Wednesday, June 25, 2014

Megan Lung Pulmonology W3D3

Today we shadowed a respiratory therapist named Eva. She gave a brief summary of what she does in the ICU unit and the Respiratory Care Ward. Eva also gave us an excellent historical, economical, and social perspective to Taiwanese healthcare.

First she began with a powerpoint that explained the basic concepts of mechanical ventilation. While the US has 60 years of respiratory therapy history, the field is exceptionally young in Taiwan; only 25 years old. In Korea and Japan, about 50% of the doctors also do the job of respiratory therapists. Respiratory therapists manage patients who depend on BiPAP, tracheostomies, or intubation. They also try to get the patient better and "wean" them off of respiratory machines by going through exercises to strengthen their diaphragm and chest wall.

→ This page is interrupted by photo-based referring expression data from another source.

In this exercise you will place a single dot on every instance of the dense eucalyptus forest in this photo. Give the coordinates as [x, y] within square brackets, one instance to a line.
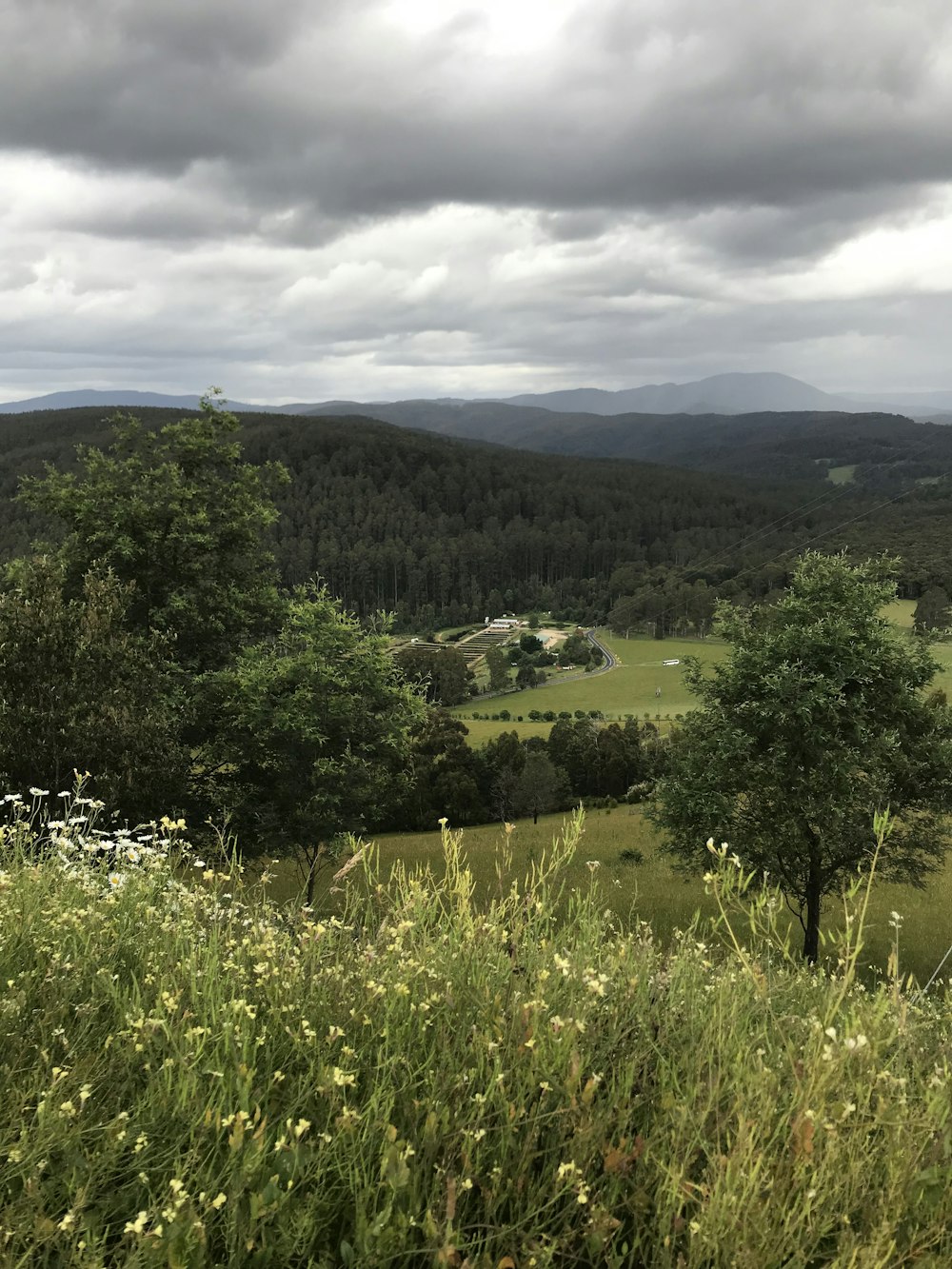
[441, 530]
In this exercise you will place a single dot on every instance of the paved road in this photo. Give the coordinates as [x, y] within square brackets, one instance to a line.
[609, 660]
[608, 664]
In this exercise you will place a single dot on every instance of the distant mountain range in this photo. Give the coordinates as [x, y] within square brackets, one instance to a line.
[716, 395]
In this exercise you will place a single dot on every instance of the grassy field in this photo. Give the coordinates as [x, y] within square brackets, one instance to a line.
[425, 1077]
[630, 689]
[653, 891]
[627, 689]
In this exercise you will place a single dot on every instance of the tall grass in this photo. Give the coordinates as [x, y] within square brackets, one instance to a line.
[194, 1077]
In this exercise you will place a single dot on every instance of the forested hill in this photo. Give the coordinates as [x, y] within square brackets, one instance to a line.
[447, 530]
[765, 446]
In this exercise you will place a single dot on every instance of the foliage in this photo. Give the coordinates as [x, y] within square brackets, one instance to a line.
[932, 612]
[79, 689]
[498, 665]
[447, 777]
[541, 787]
[441, 671]
[815, 721]
[178, 515]
[194, 1078]
[311, 730]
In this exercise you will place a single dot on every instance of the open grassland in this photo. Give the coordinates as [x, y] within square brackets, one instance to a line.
[483, 730]
[630, 688]
[646, 887]
[430, 1077]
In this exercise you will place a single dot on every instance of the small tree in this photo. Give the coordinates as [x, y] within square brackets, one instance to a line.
[181, 517]
[80, 690]
[815, 721]
[932, 612]
[441, 673]
[312, 739]
[541, 787]
[498, 665]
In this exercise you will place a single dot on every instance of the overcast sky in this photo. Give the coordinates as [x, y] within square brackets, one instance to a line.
[307, 199]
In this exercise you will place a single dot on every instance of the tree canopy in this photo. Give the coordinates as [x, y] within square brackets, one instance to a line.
[182, 519]
[312, 730]
[817, 720]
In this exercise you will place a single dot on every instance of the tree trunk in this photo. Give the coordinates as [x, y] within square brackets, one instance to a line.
[314, 858]
[814, 896]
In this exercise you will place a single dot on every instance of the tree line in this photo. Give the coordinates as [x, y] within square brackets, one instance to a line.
[442, 532]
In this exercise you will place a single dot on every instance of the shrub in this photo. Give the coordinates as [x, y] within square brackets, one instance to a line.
[632, 856]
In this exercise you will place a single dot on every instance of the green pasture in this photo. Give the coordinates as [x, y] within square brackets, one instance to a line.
[630, 688]
[483, 730]
[651, 890]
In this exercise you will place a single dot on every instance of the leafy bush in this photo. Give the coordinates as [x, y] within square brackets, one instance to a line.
[632, 856]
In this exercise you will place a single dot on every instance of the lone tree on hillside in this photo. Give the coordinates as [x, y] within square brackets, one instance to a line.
[311, 736]
[815, 721]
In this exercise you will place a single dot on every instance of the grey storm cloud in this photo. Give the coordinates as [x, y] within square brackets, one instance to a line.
[636, 106]
[644, 184]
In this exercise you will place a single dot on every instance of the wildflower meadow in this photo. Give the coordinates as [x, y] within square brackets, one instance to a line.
[197, 1077]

Eva then gave us more information about the majority of patients who come to Taipei hospitals. Patients that come to this hospital are often elderly, poor, and have many comorbidities. These three identifiers affect each other and cause a vicious cycle of poverty that leads to many complications and illnesses. Many patients present with pneumonia and COPD and often spiral into sepsis and multi-organ failure. Furthermore, many of the patients are either uneducated about healthy choices, or cannot afford healthy food. Xin Zhuang, the place that the hospital is located, is considered a small part of "New Taipei" (all the colored areas). New Taipei is poorer than Taipei city. Unlike the U.S., the rich and educated live in Taipei while the poor live on the outskirts. However with the metro, transportation has made traveling to better hospitals easier for those living far away from Taipei. I thought that this was an interesting aspect that has a huge influence on healthcare. Still inequalities exist between northern and souther Taiwan, as well as those who live farther away from Taipei. Hopefully with the ever expanding metro, quality health care access will cease to be an issue.

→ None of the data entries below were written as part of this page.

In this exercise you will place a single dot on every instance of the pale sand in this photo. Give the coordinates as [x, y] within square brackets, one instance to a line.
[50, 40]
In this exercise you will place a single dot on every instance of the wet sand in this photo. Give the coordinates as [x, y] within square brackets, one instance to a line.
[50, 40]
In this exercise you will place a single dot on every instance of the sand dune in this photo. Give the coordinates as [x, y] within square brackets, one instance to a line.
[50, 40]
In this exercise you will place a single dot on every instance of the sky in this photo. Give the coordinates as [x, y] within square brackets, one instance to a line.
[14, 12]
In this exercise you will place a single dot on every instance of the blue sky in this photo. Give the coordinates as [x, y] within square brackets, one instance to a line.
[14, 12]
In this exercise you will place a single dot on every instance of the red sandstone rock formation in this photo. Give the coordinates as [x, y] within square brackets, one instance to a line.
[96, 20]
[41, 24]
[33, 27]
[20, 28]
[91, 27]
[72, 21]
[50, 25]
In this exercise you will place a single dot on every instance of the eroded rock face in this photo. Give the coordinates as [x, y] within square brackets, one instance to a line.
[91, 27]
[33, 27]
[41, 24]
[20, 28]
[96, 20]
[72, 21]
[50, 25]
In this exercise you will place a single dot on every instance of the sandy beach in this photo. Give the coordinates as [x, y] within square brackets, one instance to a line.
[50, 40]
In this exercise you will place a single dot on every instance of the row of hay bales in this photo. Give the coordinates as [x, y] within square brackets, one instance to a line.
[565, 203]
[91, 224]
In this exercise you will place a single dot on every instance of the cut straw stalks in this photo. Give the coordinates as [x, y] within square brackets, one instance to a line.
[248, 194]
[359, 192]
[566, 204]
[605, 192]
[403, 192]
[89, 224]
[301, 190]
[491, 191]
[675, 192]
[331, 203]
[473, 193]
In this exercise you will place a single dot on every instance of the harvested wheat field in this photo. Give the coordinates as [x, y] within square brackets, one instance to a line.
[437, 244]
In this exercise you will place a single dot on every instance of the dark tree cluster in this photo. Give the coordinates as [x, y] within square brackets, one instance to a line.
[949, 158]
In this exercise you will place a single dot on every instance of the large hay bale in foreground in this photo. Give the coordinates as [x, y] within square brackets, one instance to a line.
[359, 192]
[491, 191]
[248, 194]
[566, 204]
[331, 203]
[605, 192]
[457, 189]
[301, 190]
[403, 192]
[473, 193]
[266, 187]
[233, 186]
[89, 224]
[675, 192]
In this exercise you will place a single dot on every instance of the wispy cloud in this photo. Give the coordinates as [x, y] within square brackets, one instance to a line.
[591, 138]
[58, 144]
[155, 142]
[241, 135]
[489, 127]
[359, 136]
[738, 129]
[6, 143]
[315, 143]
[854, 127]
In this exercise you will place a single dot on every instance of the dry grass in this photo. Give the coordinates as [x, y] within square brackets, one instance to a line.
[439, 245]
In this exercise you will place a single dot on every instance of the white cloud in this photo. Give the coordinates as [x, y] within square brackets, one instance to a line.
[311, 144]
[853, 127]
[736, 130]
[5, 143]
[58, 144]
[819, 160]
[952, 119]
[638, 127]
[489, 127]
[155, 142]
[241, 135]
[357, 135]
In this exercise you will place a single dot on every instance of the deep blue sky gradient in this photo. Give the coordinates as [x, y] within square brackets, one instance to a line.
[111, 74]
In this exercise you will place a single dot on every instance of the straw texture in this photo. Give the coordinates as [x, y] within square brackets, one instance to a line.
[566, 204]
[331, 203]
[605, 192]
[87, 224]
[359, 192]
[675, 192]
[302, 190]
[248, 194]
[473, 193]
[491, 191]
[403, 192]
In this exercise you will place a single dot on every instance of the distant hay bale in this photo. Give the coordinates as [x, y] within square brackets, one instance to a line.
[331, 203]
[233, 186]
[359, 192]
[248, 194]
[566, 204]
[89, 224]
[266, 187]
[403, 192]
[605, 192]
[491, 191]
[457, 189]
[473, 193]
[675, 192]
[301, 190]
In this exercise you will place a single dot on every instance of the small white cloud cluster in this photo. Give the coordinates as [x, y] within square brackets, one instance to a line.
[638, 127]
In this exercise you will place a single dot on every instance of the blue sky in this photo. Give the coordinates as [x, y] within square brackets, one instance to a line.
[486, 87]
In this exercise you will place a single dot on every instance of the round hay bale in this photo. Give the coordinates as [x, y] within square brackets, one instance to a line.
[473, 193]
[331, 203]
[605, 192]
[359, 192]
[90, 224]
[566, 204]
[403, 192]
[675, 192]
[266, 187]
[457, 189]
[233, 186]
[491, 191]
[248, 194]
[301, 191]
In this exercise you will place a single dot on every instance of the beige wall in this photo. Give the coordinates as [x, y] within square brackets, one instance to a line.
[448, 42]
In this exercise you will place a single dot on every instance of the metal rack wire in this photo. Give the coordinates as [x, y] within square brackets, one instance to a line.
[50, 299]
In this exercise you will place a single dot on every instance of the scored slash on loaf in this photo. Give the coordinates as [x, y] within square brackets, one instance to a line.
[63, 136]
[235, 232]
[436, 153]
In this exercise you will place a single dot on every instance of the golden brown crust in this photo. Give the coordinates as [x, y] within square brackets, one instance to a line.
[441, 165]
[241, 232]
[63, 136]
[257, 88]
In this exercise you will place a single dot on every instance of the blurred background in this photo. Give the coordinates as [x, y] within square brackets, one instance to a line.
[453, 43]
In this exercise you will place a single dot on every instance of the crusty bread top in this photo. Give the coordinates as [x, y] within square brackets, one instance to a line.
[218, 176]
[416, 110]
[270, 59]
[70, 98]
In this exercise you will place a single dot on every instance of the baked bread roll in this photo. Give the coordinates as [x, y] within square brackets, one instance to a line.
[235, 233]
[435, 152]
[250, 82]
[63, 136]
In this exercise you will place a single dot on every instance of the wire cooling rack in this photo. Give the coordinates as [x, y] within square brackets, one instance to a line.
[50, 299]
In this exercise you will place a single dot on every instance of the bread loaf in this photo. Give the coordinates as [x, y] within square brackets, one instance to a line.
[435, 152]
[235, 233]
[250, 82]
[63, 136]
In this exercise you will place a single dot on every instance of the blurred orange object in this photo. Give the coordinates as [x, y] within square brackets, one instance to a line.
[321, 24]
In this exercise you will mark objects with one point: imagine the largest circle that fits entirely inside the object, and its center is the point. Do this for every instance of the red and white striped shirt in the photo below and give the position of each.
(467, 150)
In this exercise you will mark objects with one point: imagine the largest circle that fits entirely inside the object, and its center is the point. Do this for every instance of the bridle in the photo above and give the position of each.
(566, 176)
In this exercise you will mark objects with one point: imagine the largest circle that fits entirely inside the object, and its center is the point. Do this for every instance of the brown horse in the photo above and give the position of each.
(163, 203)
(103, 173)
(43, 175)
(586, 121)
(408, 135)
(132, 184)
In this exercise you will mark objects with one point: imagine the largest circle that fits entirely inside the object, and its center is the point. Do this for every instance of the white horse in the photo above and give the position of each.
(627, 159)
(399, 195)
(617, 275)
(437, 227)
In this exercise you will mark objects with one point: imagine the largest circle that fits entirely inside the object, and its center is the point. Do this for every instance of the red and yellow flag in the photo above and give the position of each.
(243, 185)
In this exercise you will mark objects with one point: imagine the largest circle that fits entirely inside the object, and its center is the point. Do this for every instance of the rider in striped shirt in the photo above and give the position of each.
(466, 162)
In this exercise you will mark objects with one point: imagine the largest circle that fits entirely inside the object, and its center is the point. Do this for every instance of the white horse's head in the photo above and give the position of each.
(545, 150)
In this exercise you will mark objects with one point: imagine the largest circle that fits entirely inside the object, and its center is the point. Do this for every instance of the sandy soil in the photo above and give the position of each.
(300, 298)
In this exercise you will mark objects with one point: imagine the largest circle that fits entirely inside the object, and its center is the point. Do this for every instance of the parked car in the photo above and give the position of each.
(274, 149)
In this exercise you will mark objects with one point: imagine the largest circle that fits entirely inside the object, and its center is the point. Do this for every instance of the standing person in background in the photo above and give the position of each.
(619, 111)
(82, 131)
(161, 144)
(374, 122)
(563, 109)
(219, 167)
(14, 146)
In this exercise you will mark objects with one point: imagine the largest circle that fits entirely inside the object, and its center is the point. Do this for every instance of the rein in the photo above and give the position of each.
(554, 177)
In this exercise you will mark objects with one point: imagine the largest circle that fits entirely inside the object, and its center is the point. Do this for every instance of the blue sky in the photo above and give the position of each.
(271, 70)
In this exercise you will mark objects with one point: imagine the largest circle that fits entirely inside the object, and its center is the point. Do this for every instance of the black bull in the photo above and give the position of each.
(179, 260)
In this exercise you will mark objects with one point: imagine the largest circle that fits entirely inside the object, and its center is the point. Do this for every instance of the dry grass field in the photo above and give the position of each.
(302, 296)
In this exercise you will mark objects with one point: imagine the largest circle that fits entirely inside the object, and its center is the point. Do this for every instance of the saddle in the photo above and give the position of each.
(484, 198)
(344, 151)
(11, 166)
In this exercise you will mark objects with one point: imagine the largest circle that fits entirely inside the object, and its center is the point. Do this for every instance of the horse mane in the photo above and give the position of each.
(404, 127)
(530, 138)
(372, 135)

Eva also showed us the Respiratory Care Ward. Most of these patients have chronic lung problems and are in there for long term care. Some have loss of consciousness and two patients we saw had ALS, which made them unable to move any part of their body except their eyes. It was truly a sad experience to see so many RCW patients who have been there for so long, some for multiple years. Eva told us that she often visits these patients to cheer them up and wishes there was better palliative care for these folks. She suggested music, art, or even some spiritual guidance. This kind of thinking is pretty common in the states already and it is a pity to see that Taiwan is still lacking in end of life care. Traditional Chinese philosophy here is to avoid any invasive procedure yet at the same time to keep their family member alive at the expense of quality of life. Here "face" is very important. How much you care about your parents is linked to how aggressive you try to keep them alive; letting them go peacefully can be a sign of disrespect and lack of filial piety. Interestingly, invasive procedures such as a tracheostomy are adamantly opposed because there is a background of Daoism that is a big part of Chinese culture that promotes 'naturalness' and 'wholeness'. There is still a clash between culture and modern medicine and it leads to patients who are in the RCW for years on end.

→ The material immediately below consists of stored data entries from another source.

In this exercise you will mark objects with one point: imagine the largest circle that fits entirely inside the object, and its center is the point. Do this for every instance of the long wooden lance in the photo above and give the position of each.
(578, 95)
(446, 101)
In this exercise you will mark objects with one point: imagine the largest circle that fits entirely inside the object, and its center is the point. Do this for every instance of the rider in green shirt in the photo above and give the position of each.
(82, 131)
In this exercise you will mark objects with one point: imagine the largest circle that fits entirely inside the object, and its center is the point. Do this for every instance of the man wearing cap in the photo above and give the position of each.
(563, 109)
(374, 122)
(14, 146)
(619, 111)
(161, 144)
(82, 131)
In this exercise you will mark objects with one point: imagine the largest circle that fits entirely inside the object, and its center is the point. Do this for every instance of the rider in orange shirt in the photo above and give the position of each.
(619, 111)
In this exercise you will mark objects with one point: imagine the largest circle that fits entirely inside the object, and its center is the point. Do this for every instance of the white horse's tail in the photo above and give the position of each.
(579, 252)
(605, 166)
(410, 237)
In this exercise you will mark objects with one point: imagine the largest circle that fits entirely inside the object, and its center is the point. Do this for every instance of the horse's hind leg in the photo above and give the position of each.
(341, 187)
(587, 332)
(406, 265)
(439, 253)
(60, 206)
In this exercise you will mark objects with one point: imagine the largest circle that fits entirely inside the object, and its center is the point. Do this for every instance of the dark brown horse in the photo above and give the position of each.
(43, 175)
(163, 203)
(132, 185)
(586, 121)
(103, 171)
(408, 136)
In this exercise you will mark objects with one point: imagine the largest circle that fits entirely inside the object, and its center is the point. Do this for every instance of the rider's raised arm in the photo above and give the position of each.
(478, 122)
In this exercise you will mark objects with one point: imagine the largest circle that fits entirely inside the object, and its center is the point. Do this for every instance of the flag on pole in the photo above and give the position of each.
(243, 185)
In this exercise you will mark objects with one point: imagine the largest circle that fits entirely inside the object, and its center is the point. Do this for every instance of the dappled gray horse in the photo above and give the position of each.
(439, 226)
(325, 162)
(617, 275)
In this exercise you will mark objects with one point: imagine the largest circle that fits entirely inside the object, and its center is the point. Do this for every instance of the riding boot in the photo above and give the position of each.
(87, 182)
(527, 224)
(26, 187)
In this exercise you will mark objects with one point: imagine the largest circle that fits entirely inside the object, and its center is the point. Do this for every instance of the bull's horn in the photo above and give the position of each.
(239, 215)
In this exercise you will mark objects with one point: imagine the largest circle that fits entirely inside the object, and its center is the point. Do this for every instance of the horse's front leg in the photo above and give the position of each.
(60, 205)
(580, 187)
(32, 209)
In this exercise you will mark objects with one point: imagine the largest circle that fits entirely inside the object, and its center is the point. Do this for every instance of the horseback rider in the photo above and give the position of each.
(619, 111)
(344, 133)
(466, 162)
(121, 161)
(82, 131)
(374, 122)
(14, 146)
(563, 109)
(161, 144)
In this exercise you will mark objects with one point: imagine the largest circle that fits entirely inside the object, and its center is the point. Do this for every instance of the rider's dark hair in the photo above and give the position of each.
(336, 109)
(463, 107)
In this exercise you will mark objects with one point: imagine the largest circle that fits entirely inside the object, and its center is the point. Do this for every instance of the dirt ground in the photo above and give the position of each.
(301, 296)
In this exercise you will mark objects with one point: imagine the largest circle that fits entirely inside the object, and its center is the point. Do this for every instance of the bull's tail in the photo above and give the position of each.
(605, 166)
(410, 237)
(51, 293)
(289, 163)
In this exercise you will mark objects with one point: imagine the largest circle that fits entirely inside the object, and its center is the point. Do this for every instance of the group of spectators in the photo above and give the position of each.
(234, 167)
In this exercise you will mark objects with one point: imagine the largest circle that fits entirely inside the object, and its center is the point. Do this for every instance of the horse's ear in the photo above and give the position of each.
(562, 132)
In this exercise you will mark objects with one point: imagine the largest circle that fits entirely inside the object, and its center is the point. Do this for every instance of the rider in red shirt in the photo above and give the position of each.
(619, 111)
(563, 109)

Eva gave us some perspectives to consider when we begin to practice medicine. She told us that she was aggressive with her treatment when she first began as a RT. Gradually she became 'soft' and said that when you push treatments on patients you have to ask yourself why. Is it for the patient or is it to prove that you are smart and capable? We have to constantly ask ourselves these questions and put aside our egos to be good health care practitioners.

Dr. Huang also gave me and Heidi his perspective of healthcare in Taiwan. Due to universal healthcare, patients often go "hospital shopping". Not every hospital has standardized their medications, so a doctor in this hospital cannot see the information from another hospital that the patient may have gone to earlier. This allows for a lot of medication waste. Patients go from hospital to hospital and amass medication. There are no limitations to how many times you see the doctor, and doctors are often overloaded with patients. Furthermore they are afraid to order extra tests because if they are audited and found to have ordered superfluous tests not directly related to treatment, they will be severely fined. It seems like the doctors here are over burdened and trapped between patients and the insurance company. Eva suggested that perhaps a limit to how many times someone could see a doctor could help the problem. But due to the large waste that the system allows, insurance companies cut down on other areas of the hospital that are sorely needed.

I feel like the intricacies of healthcare expand beyond the interaction between doctor and patient. Location, history, culture, and economics are all important factors that determine the course of a patient's illness. I hope to gain more perspective in the days to come.